Growing Pears in a Bottle

March 20th, 2018

It’s one of those conversation starters: how did the pear get into the bottle? The answer: with an age-old French technique, and a lot of patience.

Every year, around the time spring starts to blossom and small fruits begin to grow, our guests are enthralled by the glittering array of bottled young pears we have on display in the pear trees.


These pears are carefully placed in the bottles when they’re still very small. Our gardeners have to make sure that the young fruit is positioned deep into the bottle, to prevent it from growing in the neck of the bottle. They also have to attach the bottle to the tree at an angle, for moisture and creepy crawlies to escape.



Oom Anton regularly checks the bottles and plucks them when the pears are sun-ripened, but still have enough space around the fruit to fill with mampoer. In the cellar, we carefully clean out the bottle, the full fruit still intact inside, and fill it with a house-distilled mampoer – a local spirit made from Packham pear juice. It stands for a bit before we can give it a taste – a wonderful delicacy!

This past year, we’ve applied the same treatment to a select few lemons that show promise. Once they’ve ripened and are fully grown, we’ll fill the bottle with limoncello. Bellissimo!

Here’s how it’s done. Watch.


  1. Ann says:

    And then ………

  2. Emmie Pabst says:

    Great information, I lovr receiving it

  3. Stemmer says:

    Wow, awesome so funny and very interesting to see how it has bee done.

  4. ORPA says:


  5. Baie geluk met al jul mooi goed wat julle in die natuur doen
    En die manier hoe julle feitlik gratis vir ons toegang bied tot deel van julle wereld om die plaas te kan geniet.
    Ons het n’ gastehuis in Wellington.
    En behalwe onsself as baie gereelde besoekers aan julle plaas is ons gretige (stille) bemarkers en aanspoorders aan almal wat by ons gastehuis bly , om ook julle plaas te besoek.
    Ons het al baie seisoene saam met julle belewe , en kon ook merkbaar sien as julle op soek is na nuwe plaasbestuurders , net om aangenaam verras te wees as julle n’ nuwe een aanstel en hoe mooi sy/haar besem weer vee en sou ek wou se , hoe bly die bome , boorde vrugte en plante is.
    En as die nuwe een belangstelling en liefde begin verloor , dan sien ons dit ook.
    Ons het so stilweg n’ broodboom aangeneem en gaan praat elke keer met die broodboom as ons besoek afle.
    Alhoewel ons nie veel vir die boom se nie , kan ons sien hoe hy oor die jare gegroei het , dan verbeel ons , ons maar dit is omdat ons so mooi met hom praat.
    Soos die Ingelse se , keep up the good work.

  6. Jill says:

    I just looked at my photos from your wonderful place, I was only there to walk, eat and take photos.

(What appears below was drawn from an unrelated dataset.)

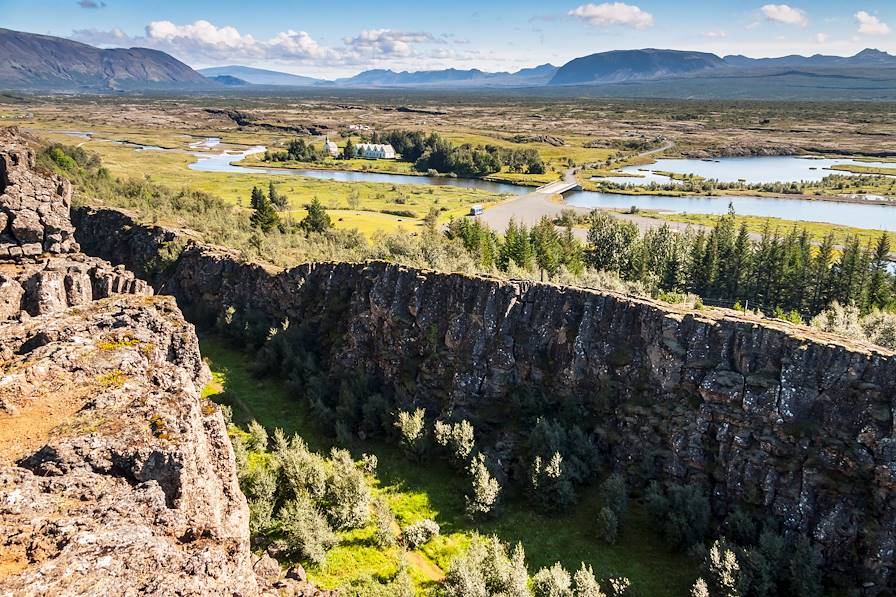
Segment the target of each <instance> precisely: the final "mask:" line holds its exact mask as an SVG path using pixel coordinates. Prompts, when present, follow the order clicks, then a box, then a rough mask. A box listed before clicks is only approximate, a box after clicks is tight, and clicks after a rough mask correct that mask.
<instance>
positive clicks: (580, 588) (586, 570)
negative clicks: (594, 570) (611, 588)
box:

When I looked closely at the Donkey photo I was alarmed by the condition of his eyes: full of stuff and weeping. I don’t know how else to communicate this as I have no phone service while in SA. I hope you see this message.

    • Babylonstoren says:

      Dear Jill, thank you very much for your message. Our head-gardener and also care taker of our donkeys answered the following – Thank you for your concern and message. We are aware of the weeping of the eyes, particularly Trompie and do treat him for this. A vet has checked his eyes before and could not find a problem with the eyes – I agree that it does not look good. The vet is coming to the farm tomorrow and we will ask him to check the eyes again.